BC won the Frozen Four on Saturday, which I figure most people would expect me to be happy about. Well, I’m not. Boston College tortures my Seminole nature in football and basketball with excruciating regularity, and I don’t know anyone who went to BC. I applied to Northeastern when I was in high school, and my Da went to the University of New Hampshire. The latter school has become my college hockey team, and strangely enough they have a lot in common with Seminole Baseball, as it turns out. Both teams know the agony of owning the Phil Mickelson Memorial Trophy (this seems especially dumb now that the bastard actually won the Masters) for being the best teams in their games to never have won a championship. The painful moniker is for the Seminoles applied entirely to the Mike Martin Era. He is the reason for our ascent to greatness but more and more is becoming the scapegoat for our inability to reach the pinnacle. UNH has been at it for longer, and has been dispatched by the unlikely likes of schools like Renssalaer Polytechnic Institute enough to truly wonder if they are cursed. I saw one of those games in person in Anaheim in 2000, when the Wildcats went down to U Maine. This year the Cats made the tournament with an underage and inexperienced team but ran into a red hot Rochester Institute in the second round. Bastards. So no, I’m not happy about the friggin’ Eagles.
The Sox are hard to peg down after the first week of the season. I was watching them lose sheepishly to the Twins while writing the first part of this schpeel, and while their performance is disappointing thus far you can see that the pitching is going to come together (Lester looked strained but did have 5 Ks), the defense is very good (though they need to stop running into each other (but that will come)), and they have the ability to score runs consistently. I just have one message to Red Sox Nation: Get off Papi’s back. I know you are hopeful, I know you only want to will him to break out and be his old powerful, clutch self, I know you have no mean spirit about your yearning for his success, but for the love of God just relax. He can feel you pressing for him, and it makes him press. Let’s all just take a breath and not worry so much about him. I include myself in this by the way.
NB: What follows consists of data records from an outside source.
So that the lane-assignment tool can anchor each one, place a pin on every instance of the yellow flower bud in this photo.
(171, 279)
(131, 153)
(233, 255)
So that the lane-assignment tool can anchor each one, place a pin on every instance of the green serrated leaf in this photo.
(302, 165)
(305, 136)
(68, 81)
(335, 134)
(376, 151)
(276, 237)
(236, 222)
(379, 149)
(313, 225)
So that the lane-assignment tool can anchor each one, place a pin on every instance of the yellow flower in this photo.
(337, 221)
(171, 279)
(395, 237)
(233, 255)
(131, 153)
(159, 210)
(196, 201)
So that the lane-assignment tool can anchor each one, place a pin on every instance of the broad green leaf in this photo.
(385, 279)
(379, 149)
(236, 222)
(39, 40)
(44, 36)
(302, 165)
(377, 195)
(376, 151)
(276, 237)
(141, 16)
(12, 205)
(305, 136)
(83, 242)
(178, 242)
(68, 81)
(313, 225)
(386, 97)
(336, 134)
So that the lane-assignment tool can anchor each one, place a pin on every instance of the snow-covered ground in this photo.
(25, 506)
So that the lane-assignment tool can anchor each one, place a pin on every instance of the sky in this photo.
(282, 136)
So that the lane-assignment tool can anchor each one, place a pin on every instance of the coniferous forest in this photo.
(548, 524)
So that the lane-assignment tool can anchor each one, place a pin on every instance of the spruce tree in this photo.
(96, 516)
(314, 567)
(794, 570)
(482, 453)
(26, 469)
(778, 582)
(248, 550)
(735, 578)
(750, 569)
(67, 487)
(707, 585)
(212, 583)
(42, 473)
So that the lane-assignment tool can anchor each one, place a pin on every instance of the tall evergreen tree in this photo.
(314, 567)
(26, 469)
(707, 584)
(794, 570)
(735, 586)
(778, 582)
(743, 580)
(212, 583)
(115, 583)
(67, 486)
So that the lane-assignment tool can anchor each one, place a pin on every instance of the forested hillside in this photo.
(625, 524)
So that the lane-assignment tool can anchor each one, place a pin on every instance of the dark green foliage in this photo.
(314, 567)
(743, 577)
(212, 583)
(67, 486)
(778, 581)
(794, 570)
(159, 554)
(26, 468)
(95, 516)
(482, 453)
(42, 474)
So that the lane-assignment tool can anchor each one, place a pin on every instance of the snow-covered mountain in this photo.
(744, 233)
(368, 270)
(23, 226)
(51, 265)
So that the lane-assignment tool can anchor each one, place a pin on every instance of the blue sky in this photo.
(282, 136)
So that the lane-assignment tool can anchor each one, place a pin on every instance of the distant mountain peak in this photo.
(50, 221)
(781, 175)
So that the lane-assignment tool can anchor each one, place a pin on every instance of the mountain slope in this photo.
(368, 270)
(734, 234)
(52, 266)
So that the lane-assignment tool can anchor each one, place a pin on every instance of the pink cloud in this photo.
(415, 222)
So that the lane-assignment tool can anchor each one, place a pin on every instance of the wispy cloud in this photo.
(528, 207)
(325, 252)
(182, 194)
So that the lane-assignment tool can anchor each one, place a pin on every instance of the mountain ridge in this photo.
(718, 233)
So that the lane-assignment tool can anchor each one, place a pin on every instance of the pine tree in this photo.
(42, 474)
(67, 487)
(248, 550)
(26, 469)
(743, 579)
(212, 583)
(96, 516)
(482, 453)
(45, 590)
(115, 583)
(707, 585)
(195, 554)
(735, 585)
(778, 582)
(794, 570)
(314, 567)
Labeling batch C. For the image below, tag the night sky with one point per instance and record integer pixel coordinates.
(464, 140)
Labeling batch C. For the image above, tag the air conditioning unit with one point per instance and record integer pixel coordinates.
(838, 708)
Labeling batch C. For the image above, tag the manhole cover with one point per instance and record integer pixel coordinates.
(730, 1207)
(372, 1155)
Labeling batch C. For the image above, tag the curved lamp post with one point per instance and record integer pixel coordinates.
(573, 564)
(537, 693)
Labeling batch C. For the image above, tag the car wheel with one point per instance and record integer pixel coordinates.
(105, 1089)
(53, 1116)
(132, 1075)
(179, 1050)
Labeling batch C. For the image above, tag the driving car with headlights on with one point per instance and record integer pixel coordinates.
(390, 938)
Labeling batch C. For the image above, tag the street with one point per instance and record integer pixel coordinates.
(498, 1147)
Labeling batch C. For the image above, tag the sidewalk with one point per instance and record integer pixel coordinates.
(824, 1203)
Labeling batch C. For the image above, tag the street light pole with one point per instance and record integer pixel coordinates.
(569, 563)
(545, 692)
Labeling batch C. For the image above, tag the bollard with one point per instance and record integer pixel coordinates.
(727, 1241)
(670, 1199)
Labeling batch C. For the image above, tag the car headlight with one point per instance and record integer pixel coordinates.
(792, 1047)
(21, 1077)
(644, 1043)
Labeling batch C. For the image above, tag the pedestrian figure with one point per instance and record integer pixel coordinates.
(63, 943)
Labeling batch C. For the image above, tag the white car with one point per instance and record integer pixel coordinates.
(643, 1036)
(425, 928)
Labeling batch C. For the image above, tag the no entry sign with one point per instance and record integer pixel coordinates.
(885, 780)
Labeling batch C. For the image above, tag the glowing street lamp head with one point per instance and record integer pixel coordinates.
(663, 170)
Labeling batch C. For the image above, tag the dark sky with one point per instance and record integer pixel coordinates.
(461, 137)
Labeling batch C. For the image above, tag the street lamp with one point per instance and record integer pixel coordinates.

The only other thing I would say about the Sox is that I would run on them every time I had a man on first. No outs, two out, no matter who was up, just run. They are atrocious at defending the steal, and they get exposed every time someone tries. Today the Twins did just that and it led to two runs. This has me afraid. The new Minnesota stadium looks great though. We gave them the opener as a housewarming present. It would be nice to take the series as a door prize.
Well, that’s what struck me this week. Tomorrow will be the inaugural Fantasy Diary, in which you will be able to have a weekly update of my virgin fantasy baseball season. Hilarity should ensue.